In response to criticism and concerns, the IRS issued Notice 96-49 in August 1996 withdrawing a requirement for issuers to enter into closing agreements within one year and soliciting public comments.


In the meantime, the IRS, SEC, and Department of Justice settled a three-year investigation of alleged yield burning by CoreStates Financial Corporation. In April 1998, the agencies announced a settlement (that might serve as a model for future settlement negotiations) requiring CoreStates to pay $3.7 million. In April 2000, federal agencies achieved a settlement with 17 broker-dealers involved in yield-burning practices on municipal transactions in the early 1990s. This settlement, significantly larger than previous yield-burning settlements, includes $120 million in payments to the U.S. Treasury and approximately $18 million to issuers. The settlement preserved the tax-exempt status of the bonds and established liability on the party responsible for the violation. GFOA is hopeful that these or other settlements will serve as a model for future settlements. GFOA supports the cooperative efforts of the federal agencies to reach a settlement.


Policy Issues


GFOA and other major public interest groups have commented through the years on IRS and Treasury initiatives concerning yield burning and recommendations for greater federal coordination of enforcement efforts.

 

GFOA criticized the proposed rules, made final in December 1998, including the rebuttable presumption, calling instead for a safe harbor that would permit issuers to conclusively establish that they have purchased obligations that meet a fair market value test. Additionally, GFOA urged the IRS to consider a safe harbor that would permit issuers to continue to rely on certifications from qualified professionals attesting to the fact that the securities were purchased at fair market value. The final IRS rules replaced the rebuttable presumption with a safe harbor that includes a three-bid requirement for escrow securities. The regulations apply to bonds sold on or after March 1, 1999. The safe harbor bidding procedure applies to guaranteed investment contracts (GICs) and yield-restricted defeasance escrows.

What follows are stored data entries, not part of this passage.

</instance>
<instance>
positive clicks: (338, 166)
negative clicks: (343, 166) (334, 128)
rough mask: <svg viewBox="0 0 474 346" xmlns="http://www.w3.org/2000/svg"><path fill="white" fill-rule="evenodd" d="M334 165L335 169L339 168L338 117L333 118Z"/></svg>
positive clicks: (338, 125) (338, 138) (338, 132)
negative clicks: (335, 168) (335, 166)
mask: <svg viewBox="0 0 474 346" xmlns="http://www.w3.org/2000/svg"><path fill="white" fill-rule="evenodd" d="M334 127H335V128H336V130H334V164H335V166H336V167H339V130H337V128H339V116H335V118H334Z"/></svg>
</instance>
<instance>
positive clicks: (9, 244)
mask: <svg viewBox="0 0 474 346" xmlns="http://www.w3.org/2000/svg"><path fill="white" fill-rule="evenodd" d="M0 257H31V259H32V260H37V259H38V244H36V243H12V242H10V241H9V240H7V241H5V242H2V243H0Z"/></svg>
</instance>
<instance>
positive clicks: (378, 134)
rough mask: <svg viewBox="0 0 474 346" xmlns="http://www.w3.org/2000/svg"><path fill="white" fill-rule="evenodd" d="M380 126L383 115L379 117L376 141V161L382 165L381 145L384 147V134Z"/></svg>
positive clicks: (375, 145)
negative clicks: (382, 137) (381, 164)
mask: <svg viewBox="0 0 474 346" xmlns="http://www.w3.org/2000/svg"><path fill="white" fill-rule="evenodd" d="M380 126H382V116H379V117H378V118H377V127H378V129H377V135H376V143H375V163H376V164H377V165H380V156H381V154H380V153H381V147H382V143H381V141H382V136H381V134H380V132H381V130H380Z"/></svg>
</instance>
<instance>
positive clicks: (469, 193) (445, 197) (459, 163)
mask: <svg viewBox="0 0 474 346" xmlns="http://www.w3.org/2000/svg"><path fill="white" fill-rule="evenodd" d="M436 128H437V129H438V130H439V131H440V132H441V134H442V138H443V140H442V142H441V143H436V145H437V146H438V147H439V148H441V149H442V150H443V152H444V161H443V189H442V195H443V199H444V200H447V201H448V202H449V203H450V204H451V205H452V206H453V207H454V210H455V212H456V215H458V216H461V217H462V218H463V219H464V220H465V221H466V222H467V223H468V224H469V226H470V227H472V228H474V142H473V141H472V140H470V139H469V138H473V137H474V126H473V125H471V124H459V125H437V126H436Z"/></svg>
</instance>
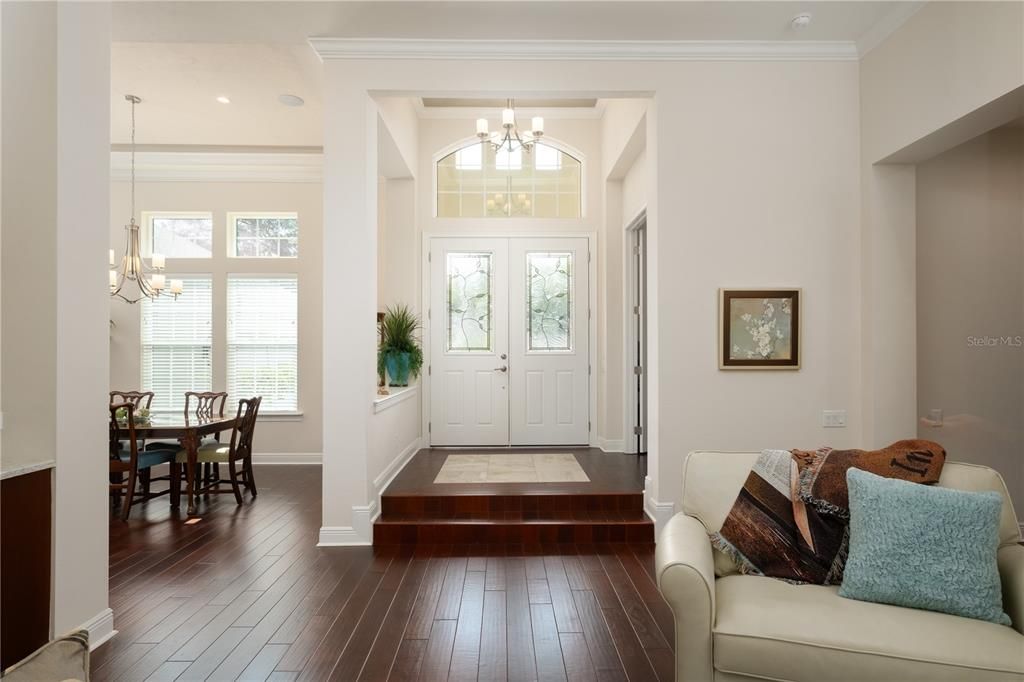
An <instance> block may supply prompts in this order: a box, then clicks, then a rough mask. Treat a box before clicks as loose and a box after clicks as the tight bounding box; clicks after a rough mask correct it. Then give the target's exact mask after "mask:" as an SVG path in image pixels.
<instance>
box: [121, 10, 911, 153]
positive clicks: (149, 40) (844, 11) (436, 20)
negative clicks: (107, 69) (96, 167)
mask: <svg viewBox="0 0 1024 682" xmlns="http://www.w3.org/2000/svg"><path fill="white" fill-rule="evenodd" d="M919 4H920V3H908V2H844V1H836V2H742V1H739V2H669V1H666V2H624V1H607V2H593V1H586V0H581V1H579V2H572V1H567V2H565V1H557V2H529V1H522V2H502V1H496V2H479V1H464V2H463V1H457V2H431V1H424V2H389V1H377V2H327V1H325V2H116V3H113V12H114V32H113V35H114V41H115V42H114V45H113V49H112V78H111V106H112V117H111V135H112V140H113V142H114V143H115V144H123V143H125V142H127V141H128V129H129V113H130V110H129V106H128V103H127V102H126V101H125V100H124V95H125V94H127V93H131V94H135V95H138V96H139V97H141V98H142V103H141V104H139V105H138V109H137V112H136V119H137V134H136V139H137V141H138V142H139V143H140V144H143V145H161V147H164V145H178V146H188V147H190V148H196V147H216V148H220V147H236V148H237V147H247V146H252V147H266V146H275V147H293V148H294V147H307V146H319V145H321V144H322V140H323V133H322V130H323V97H322V80H321V74H322V70H323V68H322V65H321V63H319V60H318V58H317V56H316V55H315V54H314V53H313V51H312V49H311V48H310V47H309V46H308V44H307V42H306V40H307V38H309V37H312V36H330V37H357V38H382V37H384V38H474V39H488V38H496V39H497V38H503V39H515V38H529V39H545V38H549V39H556V38H557V39H566V40H572V39H579V40H584V39H588V40H841V41H857V40H859V39H861V38H863V37H864V36H865V35H869V34H870V33H871V31H872V29H874V27H879V26H885V25H886V24H888V23H891V22H892V20H893V17H894V16H899V15H901V14H902V15H906V12H907V11H908V9H909V8H911V7H913V6H916V5H919ZM800 12H810V13H811V14H812V16H813V22H812V24H811V26H810V27H808V28H807V29H805V30H802V31H797V30H795V29H793V28H792V27H791V26H790V20H791V19H792V18H793V17H794V16H795V15H796V14H798V13H800ZM510 17H511V18H512V19H513V20H508V19H509V18H510ZM876 31H877V29H876ZM282 94H294V95H298V96H300V97H302V98H303V99H304V100H305V104H304V105H303V106H299V108H293V106H286V105H284V104H282V103H281V102H280V101H279V100H278V97H279V96H280V95H282ZM221 95H223V96H226V97H228V98H229V99H230V103H229V104H222V103H219V102H217V101H216V97H218V96H221ZM481 105H483V106H486V108H490V106H494V108H496V109H497V108H500V106H502V105H503V102H500V101H498V102H490V101H480V100H472V99H462V100H458V101H454V100H453V101H447V100H442V101H430V100H428V101H425V102H423V103H422V108H421V109H420V111H421V112H422V113H424V115H427V114H429V113H430V112H437V111H442V110H443V109H453V108H475V109H479V108H480V106H481ZM517 105H518V106H523V108H529V109H534V108H537V106H545V105H546V106H558V108H559V109H561V110H571V109H572V108H581V109H582V110H584V109H589V110H590V111H594V102H593V101H589V102H588V101H575V100H574V101H558V102H553V101H549V102H522V101H519V102H517Z"/></svg>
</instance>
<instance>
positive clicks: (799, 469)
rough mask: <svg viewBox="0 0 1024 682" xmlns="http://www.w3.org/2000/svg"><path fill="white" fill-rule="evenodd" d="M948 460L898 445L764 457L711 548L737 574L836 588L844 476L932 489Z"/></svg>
mask: <svg viewBox="0 0 1024 682" xmlns="http://www.w3.org/2000/svg"><path fill="white" fill-rule="evenodd" d="M945 459H946V451H945V450H944V449H943V447H942V445H940V444H938V443H936V442H932V441H931V440H899V441H897V442H894V443H893V444H891V445H889V446H888V447H884V449H882V450H876V451H863V450H833V449H830V447H822V449H820V450H817V451H813V452H812V451H801V450H794V451H785V450H766V451H763V452H762V453H761V455H760V457H758V461H757V462H756V463H755V465H754V468H753V469H752V470H751V473H750V475H749V476H748V477H746V482H745V483H743V487H742V488H741V489H740V492H739V495H738V496H737V498H736V501H735V502H734V503H733V505H732V509H731V510H730V511H729V515H728V516H727V517H726V519H725V522H724V523H723V524H722V529H721V530H719V531H718V532H715V534H712V536H711V539H712V543H713V544H714V545H715V547H716V548H718V549H719V550H721V551H722V552H724V553H725V554H727V555H728V556H730V557H732V559H733V560H735V562H736V563H737V564H738V565H739V570H740V572H743V573H750V574H754V576H769V577H772V578H780V579H783V580H786V581H791V582H795V583H815V584H818V585H837V584H839V583H841V582H842V581H843V568H844V566H845V565H846V553H847V544H848V542H849V536H848V532H849V527H848V521H849V518H850V510H849V498H848V496H847V488H846V471H847V469H849V468H851V467H853V468H856V469H863V470H865V471H870V472H871V473H873V474H877V475H879V476H886V477H889V478H900V479H902V480H908V481H914V482H919V483H929V484H930V483H935V482H937V481H938V480H939V474H940V473H942V465H943V464H944V463H945Z"/></svg>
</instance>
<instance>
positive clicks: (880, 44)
mask: <svg viewBox="0 0 1024 682" xmlns="http://www.w3.org/2000/svg"><path fill="white" fill-rule="evenodd" d="M926 4H927V3H926V2H901V3H897V4H896V6H895V7H893V8H892V9H891V10H890V11H889V12H887V13H886V14H885V15H884V16H883V17H882V18H880V19H879V20H878V22H877V23H876V24H874V26H872V27H871V28H870V29H868V30H867V31H865V32H864V35H862V36H861V37H860V38H858V39H857V53H858V54H859V55H860V56H864V55H865V54H867V53H868V52H870V51H871V50H873V49H874V48H876V47H878V46H879V45H881V44H882V43H884V42H885V41H886V39H887V38H888V37H889V36H891V35H893V34H894V33H896V30H897V29H899V28H900V27H901V26H903V25H904V24H906V22H907V19H909V18H910V17H911V16H913V15H914V14H916V13H918V11H919V10H921V8H922V7H924V6H925V5H926Z"/></svg>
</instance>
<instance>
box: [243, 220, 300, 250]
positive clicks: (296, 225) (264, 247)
mask: <svg viewBox="0 0 1024 682" xmlns="http://www.w3.org/2000/svg"><path fill="white" fill-rule="evenodd" d="M227 223H228V230H227V231H228V254H227V255H229V256H231V257H233V258H296V257H297V256H298V255H299V217H298V216H297V215H296V214H294V213H273V214H255V213H247V214H241V213H234V214H229V215H228V216H227Z"/></svg>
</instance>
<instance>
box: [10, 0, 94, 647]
mask: <svg viewBox="0 0 1024 682" xmlns="http://www.w3.org/2000/svg"><path fill="white" fill-rule="evenodd" d="M2 12H3V32H4V34H3V51H4V55H3V66H4V73H3V89H4V91H5V95H4V97H3V99H4V104H5V106H4V110H3V140H4V143H3V165H4V166H5V167H6V168H7V169H8V172H7V173H6V174H5V175H4V177H3V194H4V197H5V199H7V201H5V202H4V203H3V231H2V240H3V253H4V258H5V261H4V263H3V276H4V278H5V282H4V287H3V292H4V296H5V299H4V301H3V306H2V311H3V323H2V325H3V330H4V333H3V364H4V371H3V376H4V389H5V390H4V392H3V398H4V400H5V402H4V404H3V412H4V413H5V417H6V419H5V422H6V423H5V424H4V429H3V440H4V447H3V450H4V463H3V468H4V470H5V471H9V469H12V468H17V467H20V466H25V465H28V464H38V463H40V462H45V461H53V460H55V467H54V474H53V485H54V492H53V569H52V590H53V593H52V609H53V610H52V620H51V625H52V630H53V632H54V633H62V632H67V631H69V630H72V629H74V628H78V627H86V628H88V629H89V630H90V636H91V637H92V639H93V643H94V644H98V643H99V641H101V640H102V639H103V638H105V637H109V636H110V635H111V634H112V628H113V620H112V617H111V611H110V608H109V607H108V594H106V588H108V562H109V557H108V509H109V508H108V480H106V472H108V467H106V452H105V451H106V446H105V442H106V421H108V419H109V414H108V413H106V374H108V367H106V360H108V349H106V327H108V323H106V307H108V301H109V298H110V297H109V294H108V292H106V290H105V289H106V287H105V282H103V276H105V275H103V273H102V270H103V269H104V265H105V262H106V253H105V251H106V227H105V225H106V224H108V222H109V219H110V205H109V199H110V198H109V195H108V191H106V175H108V166H109V144H110V142H109V131H110V109H109V106H110V102H109V95H108V89H109V87H110V42H111V6H110V4H109V3H93V4H75V3H60V4H57V3H45V4H44V3H38V4H36V3H5V4H4V5H3V8H2ZM11 168H18V169H19V172H18V173H16V174H15V173H11V172H10V169H11ZM12 199H16V201H11V200H12Z"/></svg>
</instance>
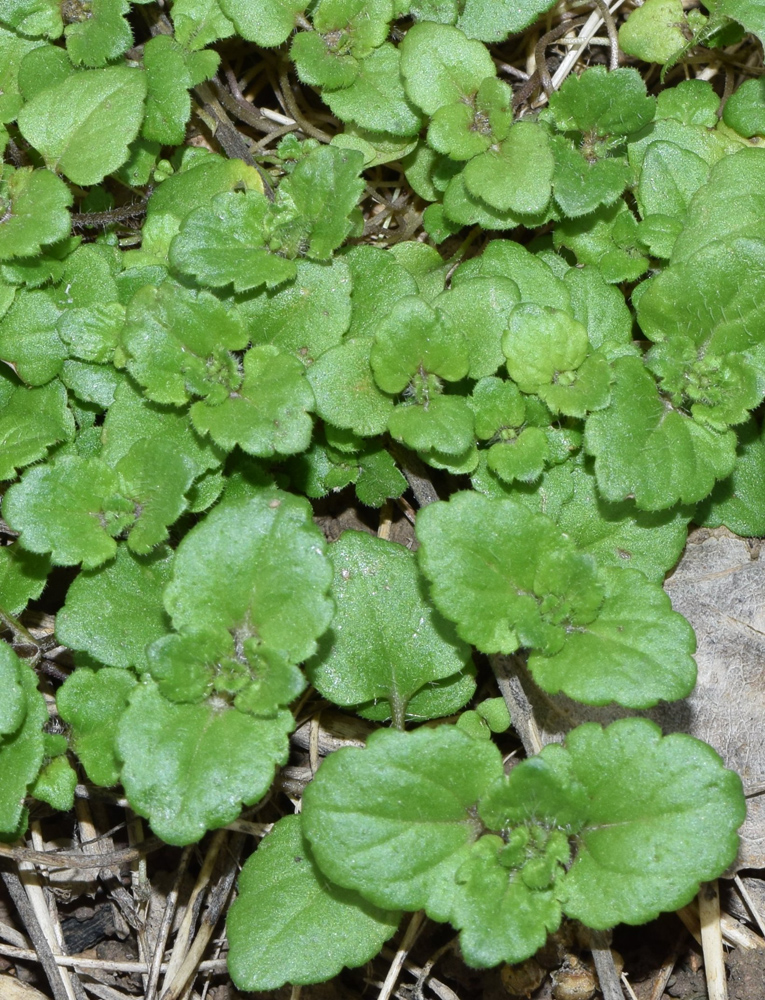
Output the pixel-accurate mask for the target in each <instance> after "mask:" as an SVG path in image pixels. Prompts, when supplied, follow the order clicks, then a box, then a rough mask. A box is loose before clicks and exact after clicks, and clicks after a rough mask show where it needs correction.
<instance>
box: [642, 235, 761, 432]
mask: <svg viewBox="0 0 765 1000" xmlns="http://www.w3.org/2000/svg"><path fill="white" fill-rule="evenodd" d="M731 250H732V251H733V252H732V253H731V254H730V255H725V256H724V257H721V256H720V254H719V253H714V252H712V251H711V250H707V251H705V252H704V253H702V254H699V255H698V256H697V257H695V258H693V260H692V261H688V262H683V263H680V264H676V265H674V266H671V267H669V268H667V269H666V271H665V272H664V273H662V274H661V275H658V276H657V277H656V279H655V281H652V282H650V284H649V286H648V288H647V289H646V291H645V294H643V295H641V296H640V302H639V308H638V318H639V322H640V324H641V326H642V328H643V330H644V331H645V333H646V334H647V336H648V337H650V338H651V339H652V340H654V341H658V344H657V346H656V347H654V348H652V349H651V351H650V352H649V354H648V355H647V358H646V362H647V364H648V365H649V367H650V368H651V369H652V370H653V371H654V372H655V373H656V374H657V375H658V376H659V377H660V378H661V382H662V390H663V391H664V393H665V394H666V395H667V397H668V398H669V399H670V400H671V401H672V403H673V405H681V406H683V407H684V408H685V409H688V410H690V412H691V414H692V415H693V417H694V418H695V419H697V420H698V421H700V422H703V423H707V424H709V425H710V426H712V427H714V428H716V429H718V430H725V429H726V427H727V425H728V424H738V423H742V422H743V421H744V420H745V419H746V417H747V411H748V410H751V409H754V407H755V406H757V405H758V403H759V402H760V400H761V399H762V397H763V394H765V338H763V336H762V334H761V324H762V320H761V318H760V315H761V313H762V310H763V304H762V289H763V287H765V252H764V251H765V244H756V243H753V241H749V240H740V241H736V242H734V243H733V244H732V245H731ZM680 289H682V295H681V296H680V297H677V296H678V294H679V291H680Z"/></svg>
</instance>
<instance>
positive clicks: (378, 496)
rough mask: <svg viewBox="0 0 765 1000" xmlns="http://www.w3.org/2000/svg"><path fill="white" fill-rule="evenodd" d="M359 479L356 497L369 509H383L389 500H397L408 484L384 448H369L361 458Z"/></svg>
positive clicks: (393, 461)
mask: <svg viewBox="0 0 765 1000" xmlns="http://www.w3.org/2000/svg"><path fill="white" fill-rule="evenodd" d="M358 462H359V468H360V470H361V471H360V472H359V478H358V479H357V480H356V496H357V497H358V498H359V500H360V501H361V503H363V504H365V505H366V506H367V507H382V505H383V504H384V503H385V501H386V500H388V499H393V500H395V499H397V498H398V497H400V496H401V495H402V493H404V491H405V490H406V489H407V487H408V483H407V481H406V479H405V478H404V477H403V475H402V474H401V473H400V472H399V470H398V467H397V465H396V463H395V462H394V461H393V458H392V457H391V456H390V455H389V454H388V452H387V451H386V450H385V449H384V448H374V447H372V448H369V449H366V450H365V451H363V452H362V453H361V454H360V455H359V457H358Z"/></svg>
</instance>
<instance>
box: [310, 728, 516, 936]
mask: <svg viewBox="0 0 765 1000" xmlns="http://www.w3.org/2000/svg"><path fill="white" fill-rule="evenodd" d="M501 775H502V760H501V756H500V753H499V750H498V749H497V748H496V747H495V746H494V744H493V743H490V742H488V741H486V742H484V741H480V742H479V741H478V740H474V739H472V737H470V736H467V735H465V734H464V733H463V732H461V731H460V730H458V729H456V728H454V727H452V726H440V727H439V728H437V729H427V728H423V729H418V730H416V732H413V733H402V732H397V731H395V730H392V729H381V730H378V731H376V732H375V733H373V735H372V736H371V737H370V739H369V741H368V743H367V747H366V749H363V750H360V749H352V748H346V749H343V750H339V751H338V752H337V753H333V754H331V755H330V756H329V757H328V758H327V759H326V760H325V761H324V763H323V764H322V766H321V768H320V770H319V772H318V773H317V775H316V777H315V778H314V780H313V781H312V782H311V783H310V785H308V787H307V788H306V790H305V794H304V797H303V813H302V816H303V829H304V831H305V835H306V837H307V839H308V841H309V843H310V845H311V848H312V850H313V852H314V856H315V858H316V861H317V863H318V864H319V867H320V868H321V870H322V871H323V872H324V874H325V875H327V877H328V878H330V879H331V880H332V881H333V882H336V883H337V884H338V885H341V886H344V887H345V888H348V889H355V890H357V891H358V892H360V893H361V895H362V896H364V898H365V899H369V900H370V902H373V903H375V905H377V906H391V907H400V908H401V909H406V910H420V909H425V910H426V911H427V912H428V913H429V915H430V916H432V917H433V918H434V919H436V920H446V919H448V917H449V912H450V910H451V905H452V900H453V897H454V894H455V892H456V891H457V884H456V881H455V877H454V876H455V873H456V871H457V869H458V868H459V866H460V864H461V863H462V862H463V861H464V859H465V855H466V852H467V851H468V849H469V846H470V844H471V843H472V842H473V841H474V840H476V839H477V837H478V836H479V833H480V826H479V825H478V824H477V823H476V822H475V821H474V820H473V819H472V816H471V810H472V809H473V807H474V806H475V804H476V802H477V801H478V799H479V798H480V797H481V795H482V794H483V793H484V792H485V790H486V789H487V788H488V787H489V785H490V784H491V783H492V782H493V781H496V780H497V779H498V778H499V777H501Z"/></svg>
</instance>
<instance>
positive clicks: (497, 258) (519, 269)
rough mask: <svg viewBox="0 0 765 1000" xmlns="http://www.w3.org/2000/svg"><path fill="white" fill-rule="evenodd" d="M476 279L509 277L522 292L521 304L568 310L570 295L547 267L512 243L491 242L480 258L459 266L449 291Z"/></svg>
mask: <svg viewBox="0 0 765 1000" xmlns="http://www.w3.org/2000/svg"><path fill="white" fill-rule="evenodd" d="M477 277H487V278H489V277H490V278H494V277H505V278H512V280H513V281H514V282H515V283H516V285H517V286H518V289H519V291H520V293H521V302H536V303H537V304H538V305H540V306H551V307H553V308H555V309H562V310H563V311H564V312H570V311H571V293H570V292H569V290H568V287H567V286H566V285H565V284H564V282H563V281H562V279H561V278H558V277H557V276H556V275H555V274H553V271H552V269H551V268H550V266H549V265H548V264H547V263H545V261H544V260H542V258H541V257H537V256H535V255H534V254H532V253H530V252H529V251H528V250H527V249H526V247H524V246H521V244H520V243H514V242H513V241H512V240H501V239H500V240H492V241H491V242H490V243H489V245H488V247H487V248H486V249H485V250H484V252H483V253H482V254H481V255H480V257H473V258H472V259H471V260H468V261H465V263H464V264H460V266H459V267H458V268H457V270H456V271H455V272H454V276H453V278H452V288H453V289H454V288H457V287H459V285H460V284H462V282H463V281H467V280H469V279H471V278H477Z"/></svg>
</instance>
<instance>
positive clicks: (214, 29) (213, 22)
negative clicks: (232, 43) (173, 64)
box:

Rev. Proc. 96-41 has been severely criticized by state and local government organizations because, among other things, it

 

  • penalizes issuers, not the securities providers, who profited from yield-burning practices,
  • retroactively imposes new statements of law that are at odds with industry practices, and
  • fails to provide any guidance on how to review escrow pricing.

 

Another concern is that the revenue procedure is still being relied upon by IRS agents in their audits of state and local government bond issues, despite the lack of clear-cut guidance.


Recommendations


GFOA and other organizations requested that the IRS revoke Revenue Procedure 96-41. GFOA believes violators (including issuers) who were directly or indirectly responsible for the excessive price markups that undermine the federal arbitrage restrictions should be punished.


GFOA has been encouraging Treasury and IRS to not make any substantive changes to the State and Local Government Securities (SLGS) program that will cause yield burning problems to reemerge as a growing problem.